Economic policy: Public debt soars, despite a further rise in tax revenue

Central government tax revenue rose by 26.8% year on year in April-August, the first five months of fiscal year 2010/11 (April-March). According to recently revised data, central government tax revenue (including customs duties) rose to Kt391bn (US$70bn at the official exchange rate, or around US$403m at the free-market rate). Growth in revenue in April-August was driven by a 58% year-on-year rise in commodity, services and commercial tax income, to Kt211.6bn, as well as an increase of close to 82% in customs revenue, to Kt24.6bn. However, the revised data show that receipts of income tax (the second-largest revenue category) fell by 13.8%, to Kt92.7bn.

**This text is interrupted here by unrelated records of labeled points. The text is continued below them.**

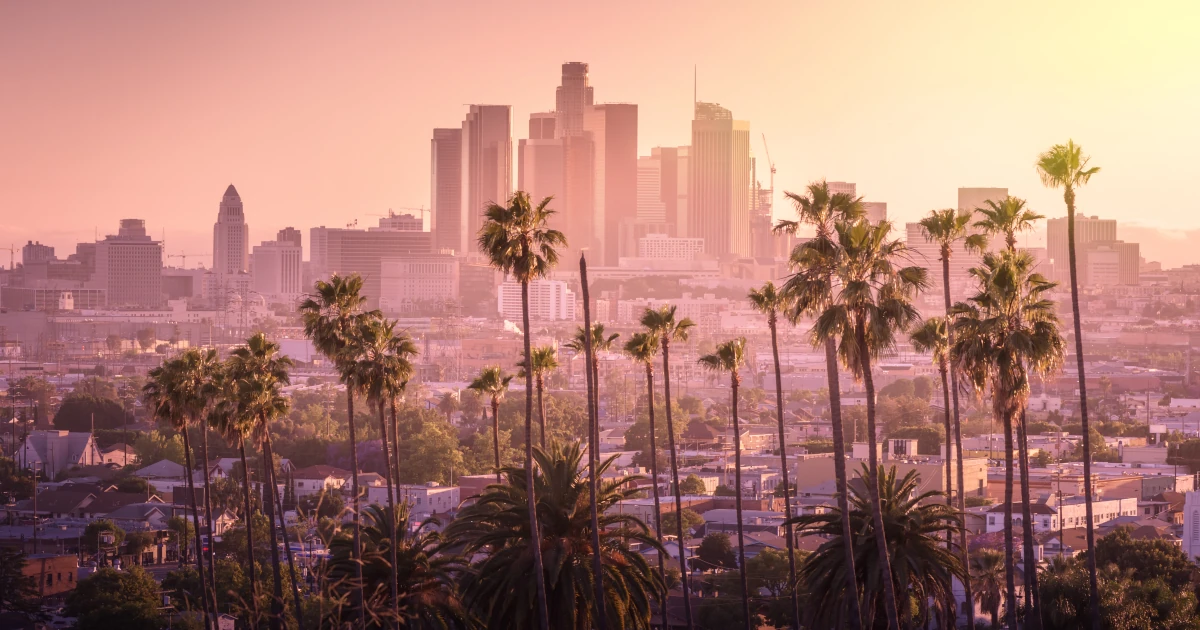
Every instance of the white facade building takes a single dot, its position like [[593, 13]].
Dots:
[[663, 246], [549, 300], [411, 281]]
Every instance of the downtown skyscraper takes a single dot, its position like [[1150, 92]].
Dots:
[[719, 186]]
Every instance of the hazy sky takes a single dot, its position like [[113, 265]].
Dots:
[[322, 113]]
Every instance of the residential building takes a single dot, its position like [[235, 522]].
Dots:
[[231, 235], [445, 187], [719, 181], [486, 167]]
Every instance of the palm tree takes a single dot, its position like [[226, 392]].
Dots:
[[519, 241], [545, 360], [814, 265], [663, 324], [265, 371], [988, 573], [377, 369], [946, 228], [921, 567], [331, 316], [1001, 334], [234, 419], [1006, 219], [425, 574], [642, 348], [771, 301], [498, 588], [873, 304], [730, 357], [1065, 166], [493, 383], [179, 394]]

The rapid build-up of the government's debt stock continued in August, suggesting that the junta continues to run a large budget deficit. The stock of five-year bonds surged to Kt389bn at the end of August, from Kt342bn at the end of July and Kt267bn at end-June. The stock of bonds of this maturity has more than doubled in five months, from only Kt182.6bn at the end of March. The value of outstanding three-year government bonds continued to fall in August, to Kt729bn, from Kt740bn at the end of July and from Kt751bn at the end of June, as repayments continued to outstrip new sales. However, the combined value of outstanding three- and five-year bonds rose to Kt1.1trn (US$196bn at the official exchange rate, or around US$1.1bn at the free-market rate) at the end of August, up steeply from Kt297bn at the end of March 2009 and just Kt178bn at end-March 2008.